While Murphy is renowned for her technical prowess, it is her emotional intelligence that drew her to dance as a child. “Some people have a different approach, a more academic approach to the steps, and I think [McKerrow] and I are aligned in that the musicality and storytelling are the driving forces of choreography,” she says.
Recalling her first time dancing Swan Lake, Murphy adds, “I wasn’t sure if I even knew what I was doing, but I felt like I was going to go with my intuition and just feel the music and story as much as possible. It was just all this raw energy and not as much awareness of some of the technical and artistic choices that could be made.”
Her understanding of a character deepens with every performance. “I love that feeling of transformation when I go out onstage,” she says. “There’s so much of me that’s obviously in it, but I really step into their world. That feeling of being in that zone, bringing their internal world to life, is special and something that I’ll really miss.”
While the small “lasts,” from her final Giselle to her last class in the company’s primary rehearsal space at 890 Broadway, have helped her to prepare for her retirement, Murphy admits that the entire season has been more emotional than she expected. “How supported I felt by my colleagues and the audience really does feel celebratory and also bittersweet,” she says. “It was my own choice to retire, and it feels like the right time, so I feel really good about it, but at the same time, I’ve always loved to dance, since I was really little.

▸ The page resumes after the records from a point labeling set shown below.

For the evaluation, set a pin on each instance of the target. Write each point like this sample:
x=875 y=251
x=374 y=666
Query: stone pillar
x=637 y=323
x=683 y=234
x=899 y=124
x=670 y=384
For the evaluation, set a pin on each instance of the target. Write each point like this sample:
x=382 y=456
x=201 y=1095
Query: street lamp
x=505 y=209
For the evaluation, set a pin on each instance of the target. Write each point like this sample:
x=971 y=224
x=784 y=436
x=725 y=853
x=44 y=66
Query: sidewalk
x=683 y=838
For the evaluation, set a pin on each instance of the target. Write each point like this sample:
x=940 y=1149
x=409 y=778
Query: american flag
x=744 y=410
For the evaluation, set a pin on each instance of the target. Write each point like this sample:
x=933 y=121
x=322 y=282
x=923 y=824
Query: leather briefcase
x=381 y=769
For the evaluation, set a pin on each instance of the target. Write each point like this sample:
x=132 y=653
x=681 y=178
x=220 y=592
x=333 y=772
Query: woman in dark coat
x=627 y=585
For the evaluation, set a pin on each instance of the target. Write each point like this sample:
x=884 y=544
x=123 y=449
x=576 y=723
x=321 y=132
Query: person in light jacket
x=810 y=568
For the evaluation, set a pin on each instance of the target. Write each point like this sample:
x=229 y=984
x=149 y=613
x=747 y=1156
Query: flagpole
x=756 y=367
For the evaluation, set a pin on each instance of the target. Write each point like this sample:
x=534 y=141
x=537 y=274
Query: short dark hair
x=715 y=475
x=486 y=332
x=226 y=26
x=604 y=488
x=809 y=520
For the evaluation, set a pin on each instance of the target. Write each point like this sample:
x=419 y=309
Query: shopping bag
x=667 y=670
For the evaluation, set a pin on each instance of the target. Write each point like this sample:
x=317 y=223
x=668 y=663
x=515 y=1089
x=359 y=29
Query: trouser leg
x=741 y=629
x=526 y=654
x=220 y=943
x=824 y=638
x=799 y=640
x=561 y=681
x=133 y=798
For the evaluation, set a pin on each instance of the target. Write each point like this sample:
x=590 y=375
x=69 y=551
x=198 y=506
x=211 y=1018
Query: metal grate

I always dreamed of being a ballerina. It’s not easy to walk away from that.”
She also realizes there are things she hasn’t thought about yet, like that looming farewell bow. “It is weird when you get those moments,” she says. The spotlight can feel awkward: “You feel like everyone’s singing ‘Happy Birthday’ to you.”
Back in the studio, Murphy tries out a few swanlike curtsies for McKerrow. “At a certain point, you’re going to want to not be a swan anymore,” McKerrow tells her. “Be you. Be Gillian.”
The standing ovation on Friday went on for nearly 20 minutes. At first, Murphy stayed tethered to her characters, her arms extending behind her like a swan’s wings. But as shimmering gold confetti rained down on her, Gillian emerged—breaking into an ear-to-ear grin.